Editorial: State's dairy farms need federal help (Concord Monitor)
New Hampshire's dairy industry, once 2,600 farms strong, is drying up. The state now has just 130 dairy farms, and they are losing money on every gallon of milk they produce.
Farmers have cut their expenses to the quick, but they're still using up equity accrued in some cases for generations to stay in business. Unless change comes quickly to the dysfunctional milk pricing system, some farms will go under soon and most, eventually. No one can stay in business long when it costs $16 to make something that sells for $11.
The problem is national, and it can only be solved at the federal level. Preserving the nation's dairy farms is critical. And by "farms" we mean operations with 100 or 1,000 cows, not the enormous factory dairy farms of the West, though they are in trouble too.
With two wars going on, the economy in the gutter and the urgent need to reform the nation's dysfunctional health-care system, saving dairy farms seems like a lot to ask of President Obama and the congressional delegations of states like New Hampshire. After all, milk can produced cheaply in nations like New Zealand, turned into powder and shipped to places that no longer have dairy farms of their own. But the farms themselves can't be dehydrated and stored for use later. Once they're gone, they're gone - along with the way New Hampshire looks and its rural way of life.
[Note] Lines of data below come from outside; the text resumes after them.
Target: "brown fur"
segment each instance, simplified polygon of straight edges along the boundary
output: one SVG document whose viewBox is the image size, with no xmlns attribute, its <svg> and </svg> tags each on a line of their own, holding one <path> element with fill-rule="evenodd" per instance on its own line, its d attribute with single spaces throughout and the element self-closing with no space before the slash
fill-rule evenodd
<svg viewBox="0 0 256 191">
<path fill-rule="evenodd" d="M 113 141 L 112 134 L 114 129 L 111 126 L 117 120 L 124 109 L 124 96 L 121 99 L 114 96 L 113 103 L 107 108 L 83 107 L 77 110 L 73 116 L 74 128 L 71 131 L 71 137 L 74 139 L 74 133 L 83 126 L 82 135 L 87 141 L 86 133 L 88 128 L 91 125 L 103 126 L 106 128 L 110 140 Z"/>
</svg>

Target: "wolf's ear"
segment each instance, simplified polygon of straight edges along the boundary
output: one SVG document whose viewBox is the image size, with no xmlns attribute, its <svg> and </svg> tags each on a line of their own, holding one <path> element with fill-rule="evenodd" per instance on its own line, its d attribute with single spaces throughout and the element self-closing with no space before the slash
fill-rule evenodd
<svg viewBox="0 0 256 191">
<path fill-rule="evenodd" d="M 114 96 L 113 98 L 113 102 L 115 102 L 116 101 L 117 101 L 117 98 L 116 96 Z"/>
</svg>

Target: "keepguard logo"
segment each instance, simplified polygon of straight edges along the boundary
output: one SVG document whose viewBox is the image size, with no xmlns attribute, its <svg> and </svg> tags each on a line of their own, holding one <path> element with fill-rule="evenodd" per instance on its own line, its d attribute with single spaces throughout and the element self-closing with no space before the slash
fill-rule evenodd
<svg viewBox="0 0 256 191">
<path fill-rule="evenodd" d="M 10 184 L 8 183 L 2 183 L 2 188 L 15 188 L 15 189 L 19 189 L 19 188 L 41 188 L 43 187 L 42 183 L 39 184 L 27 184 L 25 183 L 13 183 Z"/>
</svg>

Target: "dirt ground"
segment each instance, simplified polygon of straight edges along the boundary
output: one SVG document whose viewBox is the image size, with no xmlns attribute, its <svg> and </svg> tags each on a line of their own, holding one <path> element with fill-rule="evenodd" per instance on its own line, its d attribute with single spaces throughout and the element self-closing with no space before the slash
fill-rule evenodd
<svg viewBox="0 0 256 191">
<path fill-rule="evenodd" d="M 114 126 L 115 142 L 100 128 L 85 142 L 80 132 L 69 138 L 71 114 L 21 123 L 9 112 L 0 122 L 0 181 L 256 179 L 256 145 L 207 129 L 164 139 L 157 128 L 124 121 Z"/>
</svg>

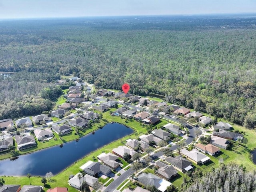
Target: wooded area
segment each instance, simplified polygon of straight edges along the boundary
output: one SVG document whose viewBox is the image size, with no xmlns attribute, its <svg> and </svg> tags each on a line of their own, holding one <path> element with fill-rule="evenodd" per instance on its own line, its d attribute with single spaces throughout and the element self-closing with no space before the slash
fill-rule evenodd
<svg viewBox="0 0 256 192">
<path fill-rule="evenodd" d="M 0 80 L 0 119 L 49 110 L 40 90 L 72 74 L 254 128 L 256 20 L 223 17 L 2 21 L 0 71 L 18 72 Z"/>
</svg>

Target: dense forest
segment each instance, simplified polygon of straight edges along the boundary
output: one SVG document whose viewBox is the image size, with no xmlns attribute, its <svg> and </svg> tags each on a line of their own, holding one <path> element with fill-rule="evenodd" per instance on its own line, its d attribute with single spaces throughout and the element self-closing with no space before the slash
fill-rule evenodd
<svg viewBox="0 0 256 192">
<path fill-rule="evenodd" d="M 253 128 L 256 19 L 246 16 L 1 21 L 0 71 L 16 73 L 0 79 L 0 118 L 25 100 L 45 103 L 40 90 L 71 74 L 101 88 L 128 82 L 131 93 Z"/>
</svg>

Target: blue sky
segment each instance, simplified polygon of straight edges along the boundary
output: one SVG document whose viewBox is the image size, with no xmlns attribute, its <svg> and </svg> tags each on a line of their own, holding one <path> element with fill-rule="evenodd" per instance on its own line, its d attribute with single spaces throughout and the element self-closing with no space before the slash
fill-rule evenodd
<svg viewBox="0 0 256 192">
<path fill-rule="evenodd" d="M 256 0 L 0 0 L 0 18 L 256 12 Z"/>
</svg>

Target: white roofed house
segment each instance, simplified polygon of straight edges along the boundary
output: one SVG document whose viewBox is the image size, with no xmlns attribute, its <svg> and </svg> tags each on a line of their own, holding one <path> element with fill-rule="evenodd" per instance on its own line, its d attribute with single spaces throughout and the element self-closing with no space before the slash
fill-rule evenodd
<svg viewBox="0 0 256 192">
<path fill-rule="evenodd" d="M 22 136 L 16 135 L 15 140 L 17 142 L 17 148 L 19 150 L 32 147 L 36 145 L 36 140 L 32 135 Z"/>
<path fill-rule="evenodd" d="M 45 129 L 36 129 L 34 131 L 36 137 L 38 141 L 40 141 L 42 139 L 45 138 L 51 138 L 53 137 L 52 131 L 50 129 L 46 128 Z"/>
</svg>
The problems besetting the dairy industry are not new. It's been a boom-or-bust business for decades, one that changes with consumer demand, grain prices, the weather, commodity speculation, over- or under-production and, perhaps most of all, with action or inaction by the governing agencies that set milk marketing orders to stabilize prices. If prices fall below a given level, a 2002 law also requires the feds to make cash payments to farmers. The milk price control system, in place in some form since the Depression, has worked well in some years and very poorly in others. This year is one of the others.
The government limits the base price of milk but has set no production quotas. So when major corporations get into the dairy business in states where production costs are cheaper, New England dairy farms struggle and some die. That happened in 1986, when the government sponsored a buyout of whole herds to eliminate surplus production. It happened in 2003 and again this year.
Unless the pricing system is reformed and quotas or some other means are used to better match supply to demand, New England will lose its dairy farms. But if the climate changes as predicted, the water shortages that affect most of the West and Southwest will grow worse. If that happens, New England lands that have been ideal for dairy farms will be needed for that purpose again. The question is, by then, will those farms have grown trees or, worse, houses?
On Monday, Agriculture Secretary Tom Vilsack met with farmers at Carter Hill Orchard in Concord to discuss what steps the government is taking to aid dairy farmers. They include new loan programs and accelerated support payments but no imminent increase in milk prices.
Unless milk prices are raised, production quotas imposed or other reforms made, loan programs and "drink more milk" campaigns won't be enough to keep cows in New Hampshire's remaining pastures.